Tous les outils d’AI coding se concentrent sur rendre le train plus rapide. Un modèle plus gros, un agent plus intelligent, un meilleur prompt. Mais plus le train accélère, plus le déraillement est dévastateur.
tsma, ce sont les rails. Le LLM génère les tests (Neural), le CLI définit les limites (Symbolic Constraint). La créativité du LLM reste intacte, mais la qualité du résultat est imposée par la machine.
| Avant | tsma | |
|---|---|---|
| Écriture des tests | Humain (lent) ou LLM (chaotique) | LLM écrit, CLI vérifie |
| Par où commencer ? | Décision humaine | CLI détermine l’ordre |
| Vérification qualité | Revue humaine | CLI mesure le coverage |
| Feedback | Aucun | Numéros de ligne des branches non couvertes |
| Suivi de progression | Aucun | session.json automatique |
Le LLM génère librement.

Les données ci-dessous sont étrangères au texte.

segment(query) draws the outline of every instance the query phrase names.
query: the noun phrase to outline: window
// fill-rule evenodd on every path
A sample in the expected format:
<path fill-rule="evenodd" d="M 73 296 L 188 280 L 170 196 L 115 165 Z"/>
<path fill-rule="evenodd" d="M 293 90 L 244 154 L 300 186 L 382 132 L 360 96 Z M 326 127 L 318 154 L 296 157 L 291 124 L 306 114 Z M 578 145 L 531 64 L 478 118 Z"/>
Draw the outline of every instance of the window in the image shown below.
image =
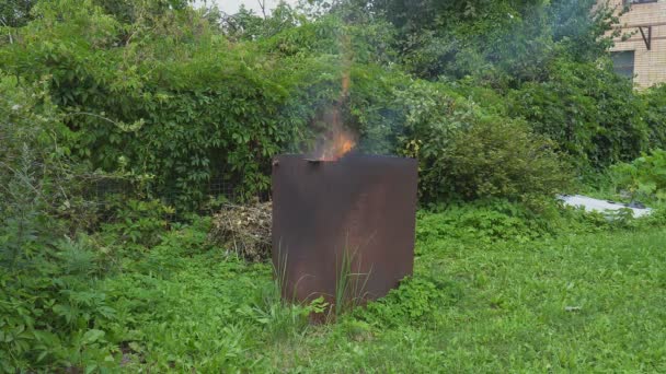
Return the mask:
<path fill-rule="evenodd" d="M 624 0 L 624 5 L 644 4 L 648 2 L 657 2 L 657 0 Z"/>
<path fill-rule="evenodd" d="M 612 59 L 612 66 L 618 75 L 633 80 L 633 50 L 611 52 L 610 58 Z"/>

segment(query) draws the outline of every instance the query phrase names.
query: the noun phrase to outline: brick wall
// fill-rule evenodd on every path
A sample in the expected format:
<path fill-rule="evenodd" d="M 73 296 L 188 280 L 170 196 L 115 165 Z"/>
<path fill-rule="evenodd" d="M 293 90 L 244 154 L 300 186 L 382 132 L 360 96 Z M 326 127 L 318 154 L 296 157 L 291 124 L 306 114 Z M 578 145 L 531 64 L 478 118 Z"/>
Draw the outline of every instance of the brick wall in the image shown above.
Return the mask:
<path fill-rule="evenodd" d="M 622 8 L 622 0 L 611 0 L 611 4 Z M 663 25 L 655 25 L 662 23 Z M 647 87 L 666 82 L 666 0 L 657 2 L 632 4 L 631 10 L 622 15 L 622 26 L 655 25 L 652 27 L 652 48 L 647 50 L 645 42 L 638 28 L 623 28 L 623 33 L 633 35 L 627 42 L 616 40 L 612 51 L 634 51 L 634 83 L 639 87 Z M 644 28 L 647 36 L 647 31 Z M 662 38 L 662 39 L 661 39 Z"/>

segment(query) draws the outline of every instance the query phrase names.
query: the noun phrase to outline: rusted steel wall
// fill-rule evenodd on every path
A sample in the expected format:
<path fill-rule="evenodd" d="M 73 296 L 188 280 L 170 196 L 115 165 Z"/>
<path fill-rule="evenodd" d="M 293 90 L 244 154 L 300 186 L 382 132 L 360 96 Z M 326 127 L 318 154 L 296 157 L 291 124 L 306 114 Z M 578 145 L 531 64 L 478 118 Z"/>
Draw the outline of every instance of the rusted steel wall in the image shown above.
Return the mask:
<path fill-rule="evenodd" d="M 417 165 L 412 159 L 347 155 L 273 166 L 273 262 L 283 295 L 333 300 L 343 253 L 364 299 L 386 295 L 414 264 Z M 361 296 L 360 294 L 356 296 Z"/>

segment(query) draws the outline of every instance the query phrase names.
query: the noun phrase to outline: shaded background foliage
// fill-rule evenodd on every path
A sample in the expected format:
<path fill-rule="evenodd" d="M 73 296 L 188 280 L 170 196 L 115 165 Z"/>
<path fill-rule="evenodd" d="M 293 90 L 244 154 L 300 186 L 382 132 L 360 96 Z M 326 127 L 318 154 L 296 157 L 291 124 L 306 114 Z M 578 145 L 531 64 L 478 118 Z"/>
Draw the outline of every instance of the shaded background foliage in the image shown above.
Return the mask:
<path fill-rule="evenodd" d="M 266 197 L 271 159 L 310 150 L 332 107 L 360 151 L 418 159 L 423 204 L 500 199 L 449 217 L 489 241 L 541 233 L 529 226 L 551 224 L 536 219 L 544 198 L 619 162 L 624 188 L 663 200 L 664 153 L 648 151 L 665 147 L 665 86 L 613 74 L 616 20 L 593 5 L 312 0 L 264 17 L 185 0 L 3 1 L 0 371 L 114 367 L 151 319 L 136 312 L 163 301 L 133 285 L 145 300 L 112 303 L 104 276 L 152 284 L 174 255 L 207 250 L 205 222 L 168 233 L 180 223 L 164 215 L 209 203 L 211 180 Z M 88 198 L 115 178 L 129 196 Z M 420 317 L 428 302 L 406 305 Z"/>

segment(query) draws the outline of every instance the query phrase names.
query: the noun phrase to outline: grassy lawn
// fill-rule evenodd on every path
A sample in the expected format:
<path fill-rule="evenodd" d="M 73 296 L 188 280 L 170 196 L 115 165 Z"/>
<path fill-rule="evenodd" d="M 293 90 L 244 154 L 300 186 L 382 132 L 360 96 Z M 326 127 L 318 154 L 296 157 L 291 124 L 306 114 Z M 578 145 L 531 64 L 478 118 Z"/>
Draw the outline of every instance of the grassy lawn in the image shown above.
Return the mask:
<path fill-rule="evenodd" d="M 266 265 L 158 246 L 100 285 L 110 338 L 128 372 L 666 372 L 666 230 L 480 244 L 420 226 L 414 278 L 328 326 L 280 306 Z"/>

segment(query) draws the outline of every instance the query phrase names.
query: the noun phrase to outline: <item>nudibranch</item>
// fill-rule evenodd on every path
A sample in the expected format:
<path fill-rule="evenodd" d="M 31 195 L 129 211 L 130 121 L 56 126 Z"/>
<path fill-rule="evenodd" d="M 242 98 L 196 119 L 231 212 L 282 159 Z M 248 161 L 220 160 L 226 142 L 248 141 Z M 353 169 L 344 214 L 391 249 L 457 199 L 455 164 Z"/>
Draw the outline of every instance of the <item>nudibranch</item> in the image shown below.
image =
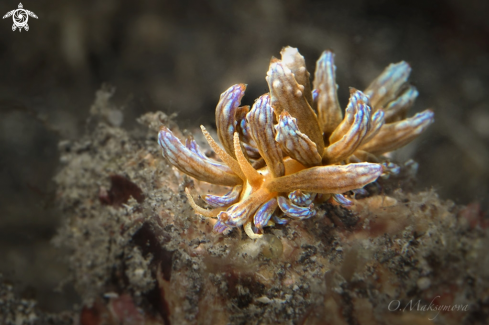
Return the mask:
<path fill-rule="evenodd" d="M 349 206 L 352 199 L 343 194 L 398 169 L 382 154 L 433 123 L 431 110 L 406 117 L 418 96 L 407 81 L 406 62 L 389 65 L 363 92 L 351 88 L 344 114 L 335 70 L 333 52 L 323 52 L 312 89 L 304 57 L 286 47 L 281 60 L 270 62 L 270 92 L 251 109 L 240 106 L 246 85 L 226 90 L 216 107 L 221 145 L 201 126 L 219 160 L 207 157 L 193 138 L 183 144 L 161 127 L 158 143 L 170 164 L 200 181 L 232 187 L 223 196 L 202 196 L 209 209 L 185 189 L 196 213 L 217 218 L 215 231 L 243 226 L 249 237 L 258 238 L 266 226 L 315 216 L 314 203 L 333 199 Z"/>

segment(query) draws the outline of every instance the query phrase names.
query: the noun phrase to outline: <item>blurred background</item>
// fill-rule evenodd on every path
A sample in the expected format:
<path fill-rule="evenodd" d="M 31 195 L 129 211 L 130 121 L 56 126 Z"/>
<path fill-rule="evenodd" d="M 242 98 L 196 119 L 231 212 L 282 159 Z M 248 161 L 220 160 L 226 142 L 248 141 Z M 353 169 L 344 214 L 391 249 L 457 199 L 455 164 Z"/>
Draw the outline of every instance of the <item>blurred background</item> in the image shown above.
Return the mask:
<path fill-rule="evenodd" d="M 18 0 L 17 0 L 18 1 Z M 298 47 L 309 71 L 336 53 L 340 101 L 385 66 L 405 60 L 419 90 L 410 115 L 436 122 L 398 158 L 419 162 L 418 189 L 489 208 L 489 12 L 478 0 L 249 0 L 23 2 L 28 32 L 0 21 L 0 273 L 51 312 L 71 309 L 69 273 L 50 244 L 61 215 L 52 178 L 57 143 L 84 132 L 95 91 L 110 83 L 123 126 L 178 113 L 182 128 L 211 124 L 219 95 L 268 91 L 272 55 Z M 2 1 L 0 14 L 17 9 Z"/>

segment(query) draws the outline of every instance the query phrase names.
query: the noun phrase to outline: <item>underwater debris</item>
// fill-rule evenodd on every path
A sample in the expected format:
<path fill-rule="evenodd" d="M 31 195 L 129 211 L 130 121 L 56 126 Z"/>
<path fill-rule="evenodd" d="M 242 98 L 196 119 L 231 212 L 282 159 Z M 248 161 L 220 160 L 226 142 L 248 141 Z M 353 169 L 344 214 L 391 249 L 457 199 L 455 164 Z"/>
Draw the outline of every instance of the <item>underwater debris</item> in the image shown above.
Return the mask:
<path fill-rule="evenodd" d="M 389 65 L 364 92 L 351 88 L 343 116 L 333 52 L 319 58 L 312 90 L 298 50 L 286 47 L 281 55 L 270 62 L 270 92 L 251 109 L 239 106 L 244 84 L 222 93 L 216 107 L 222 147 L 201 127 L 220 161 L 207 157 L 193 138 L 184 145 L 167 127 L 159 131 L 170 164 L 198 180 L 232 187 L 224 196 L 203 196 L 212 209 L 197 205 L 186 189 L 196 213 L 217 218 L 219 233 L 243 226 L 249 237 L 260 238 L 263 227 L 315 216 L 315 203 L 351 206 L 342 194 L 397 173 L 399 167 L 382 154 L 406 145 L 434 121 L 431 110 L 406 117 L 418 95 L 407 81 L 406 62 Z"/>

Mais uniquement sur les rails de tsma next.
Langages supportés
| Langage | Indexeur | Test runner | Coverage |
|---|---|---|---|
| Go | go/ast | go test | go test -coverprofile |
| TypeScript | regex | npx vitest / npx jest | c8 / istanbul |
| Python | regex | pytest | coverage.py |
Go utilise un parseur AST pour une extraction précise des fonctions. TypeScript et Python reposent sur des expressions régulières.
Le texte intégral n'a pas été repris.